Mieville-Morrison Thought?

I love this.
Thanks 😂 I figured it wasn't out of the question for a chance meeting (since they both write for DC sometimes) to spin off into a collaboration of a more radical kind. It just now occurs to me it would be essentially a politically active strain of Invisibleism!
 
Thanks 😂 I figured it wasn't out of the question for a chance meeting (since they both write for DC sometimes) to spin off into a collaboration of a more radical kind. It just now occurs to me it would be essentially a politically active strain of Invisibleism!
You seem to have a fondness for speculative fiction writers creating strange ideologies.
 
You seem to have a fondness for speculative fiction writers creating strange ideologies.

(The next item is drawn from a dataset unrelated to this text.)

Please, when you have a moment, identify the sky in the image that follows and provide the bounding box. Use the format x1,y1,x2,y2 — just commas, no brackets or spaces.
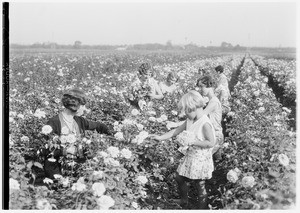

Usually not out of the blue! Lovecraft actually wrote a twenty page paper on what he believed, Mieville wrote his thesis on "Marxism and international law" and Morrison is the odd man out but still a practicing chaos magician.
 
Usually not out of the blue! Lovecraft actually wrote a twenty page paper on what he believed, Mieville wrote his thesis on "Marxism and international law" and Morrison is the odd man out but still a practicing chaos magician.
Indeed. I just think it is a highly interesting and relatively underused source of inspiration. Keep up the good work!